Il secondo colpo di cannone ora è rappresentato dalle indagini sulle tasse pagate da Apple. Secondo i dati fiscali, infatti, Apple ha pagato 3,3 miliardi di dollari lo scorso anno contro i 34,2 miliardi di dollari di utili, vale a dire che ha avuto un imposizione fiscale del 9,8%. Il dato è stato comparato a quello registrato per i supermercati Wal Mart che hanno pagato 5,9 miliardi di dollari su 24,4 miliardi di utili, vale a dire un’imposizione fiscale del 24%.

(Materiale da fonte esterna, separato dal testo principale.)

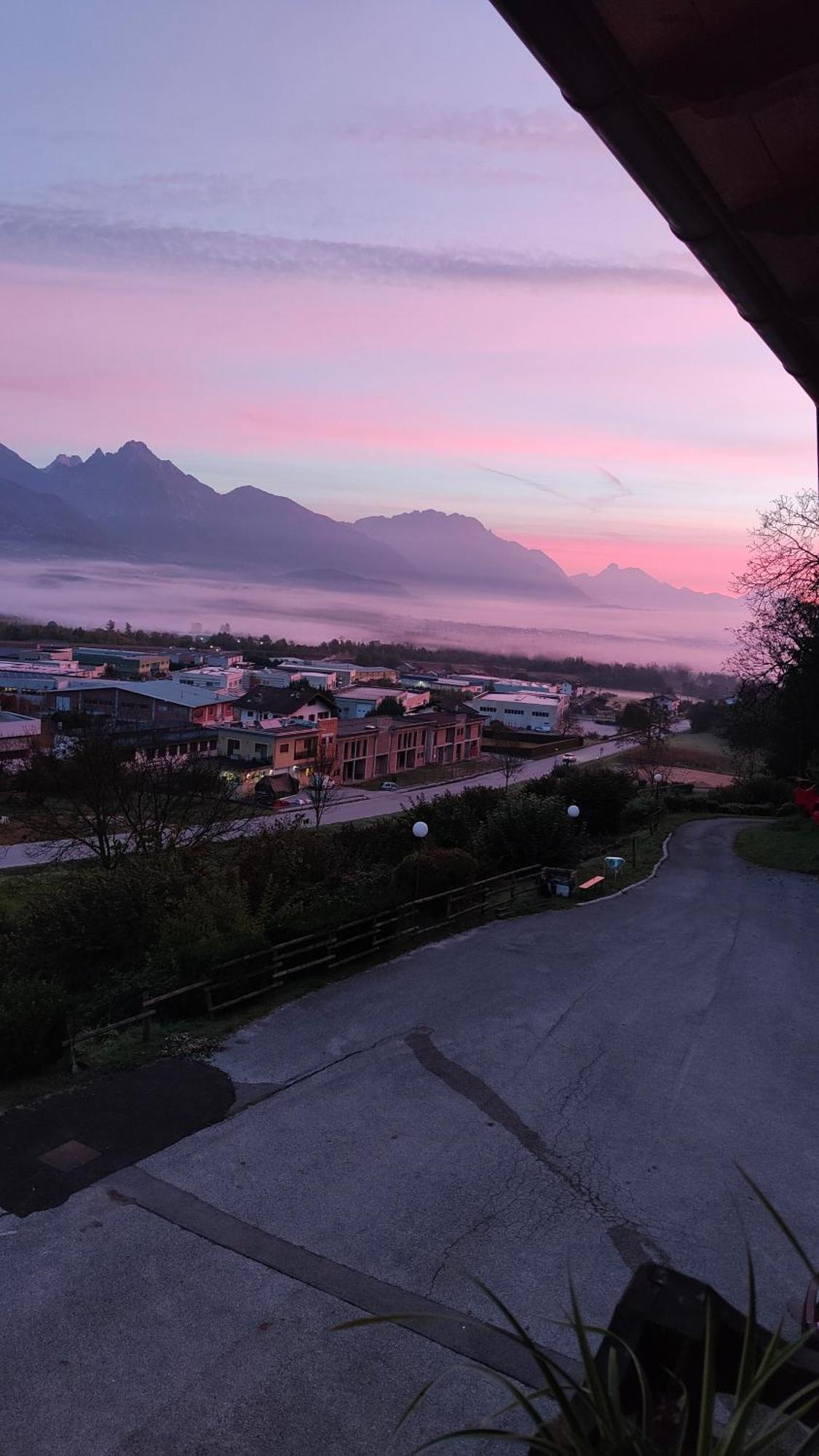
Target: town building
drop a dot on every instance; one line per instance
(142, 705)
(124, 662)
(269, 705)
(357, 703)
(213, 679)
(33, 682)
(531, 713)
(36, 653)
(286, 748)
(387, 748)
(20, 735)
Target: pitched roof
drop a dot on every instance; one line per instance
(714, 113)
(279, 703)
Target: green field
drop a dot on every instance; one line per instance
(790, 844)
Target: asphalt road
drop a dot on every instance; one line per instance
(561, 1091)
(353, 804)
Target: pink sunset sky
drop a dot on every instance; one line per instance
(362, 254)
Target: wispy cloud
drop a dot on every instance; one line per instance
(509, 129)
(617, 490)
(168, 190)
(76, 237)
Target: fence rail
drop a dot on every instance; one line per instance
(248, 978)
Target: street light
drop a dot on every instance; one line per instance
(420, 832)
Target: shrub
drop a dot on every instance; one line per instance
(762, 790)
(210, 924)
(454, 819)
(33, 1024)
(602, 794)
(528, 831)
(432, 871)
(638, 810)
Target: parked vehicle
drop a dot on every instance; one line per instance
(810, 1314)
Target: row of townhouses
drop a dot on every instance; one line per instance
(273, 721)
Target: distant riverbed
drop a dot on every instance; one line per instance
(184, 601)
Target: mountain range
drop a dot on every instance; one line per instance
(132, 506)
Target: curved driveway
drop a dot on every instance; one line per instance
(566, 1088)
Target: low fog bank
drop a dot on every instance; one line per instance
(183, 601)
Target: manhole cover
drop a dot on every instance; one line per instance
(69, 1155)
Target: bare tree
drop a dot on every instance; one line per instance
(509, 761)
(323, 788)
(784, 553)
(649, 737)
(113, 796)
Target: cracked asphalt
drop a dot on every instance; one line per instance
(563, 1094)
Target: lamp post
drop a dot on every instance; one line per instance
(420, 832)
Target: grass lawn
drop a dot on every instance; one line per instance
(687, 751)
(790, 844)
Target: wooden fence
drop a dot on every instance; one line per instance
(257, 975)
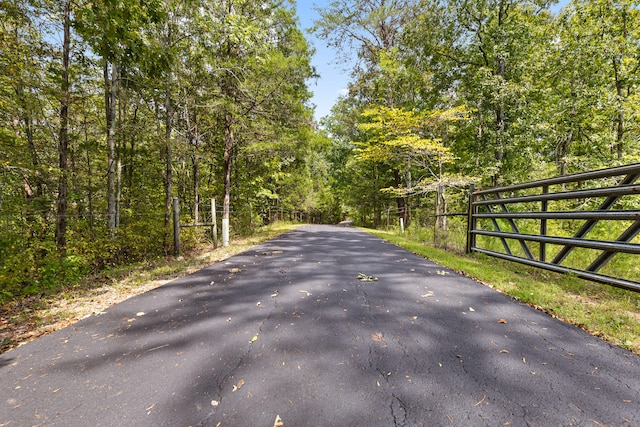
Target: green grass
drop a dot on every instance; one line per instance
(610, 313)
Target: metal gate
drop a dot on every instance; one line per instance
(574, 224)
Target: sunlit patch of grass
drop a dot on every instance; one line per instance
(608, 312)
(91, 295)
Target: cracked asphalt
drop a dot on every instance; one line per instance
(287, 334)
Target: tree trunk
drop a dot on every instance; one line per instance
(168, 156)
(229, 142)
(111, 83)
(63, 143)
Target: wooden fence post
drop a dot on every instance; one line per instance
(470, 221)
(214, 221)
(176, 227)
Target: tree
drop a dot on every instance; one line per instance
(374, 29)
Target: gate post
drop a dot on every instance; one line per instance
(176, 227)
(471, 222)
(214, 221)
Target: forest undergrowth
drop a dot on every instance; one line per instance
(25, 319)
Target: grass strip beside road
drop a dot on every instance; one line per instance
(604, 311)
(23, 320)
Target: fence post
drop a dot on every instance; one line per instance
(543, 225)
(214, 226)
(176, 227)
(471, 222)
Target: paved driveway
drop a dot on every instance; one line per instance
(288, 334)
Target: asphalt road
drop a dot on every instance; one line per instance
(287, 334)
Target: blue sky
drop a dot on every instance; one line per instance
(333, 78)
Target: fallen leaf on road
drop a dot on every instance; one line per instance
(363, 277)
(239, 384)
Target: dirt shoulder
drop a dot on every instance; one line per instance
(22, 321)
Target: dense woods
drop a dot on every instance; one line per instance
(110, 109)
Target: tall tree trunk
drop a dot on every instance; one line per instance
(620, 109)
(229, 142)
(63, 143)
(111, 82)
(168, 154)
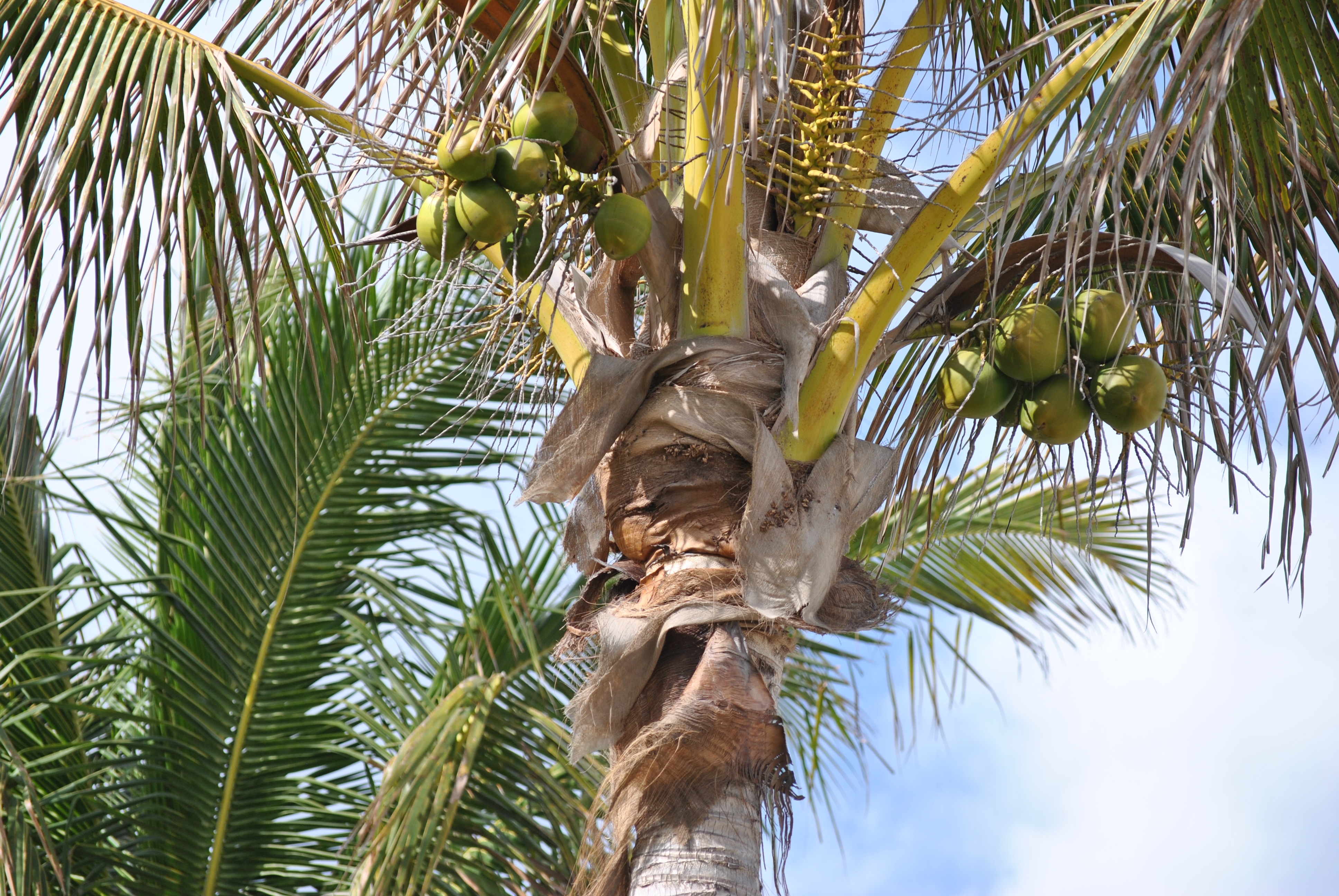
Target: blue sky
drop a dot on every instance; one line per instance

Tutto questo è traducibile con un evasione fiscale? Assolutamente no: Apple ha un ufficio preposto per la gestione delle tasse che analizza costantemente la legislazione dei diversi Stati per trovare quella più favorevole. Per fare un esempio in Europa la società utilizza Irlanda e Lussemburgo per fatturare i suoi prodotti e usufruire di imposizioni fiscali favorevoli.

Lo scopo del New York Times sembrerebbe quello di far credere al lettore che Apple sia una delle società furbastre dedite all’utilizzo dei paradisi fiscali, quando in realtà ha solo un’amministrazione virtuosa del suo pacchetto di investimenti. La società, contro questo attacco, ha già replicato ricordando al New York Times che il suo ecosistema di prodotti e servizi ha creato oltre 47.000 posti di lavoro a tempo indeterminato in via diretta e 500.000 posizioni lavorative in via indiretta, oltre alla nascita di startup e piani di donazioni.

Ora tra le due cosa accadrà, si cercherà il modo per sotterrare l’ascia di guerra o si continuerà nella direzione delle inchieste di vapore?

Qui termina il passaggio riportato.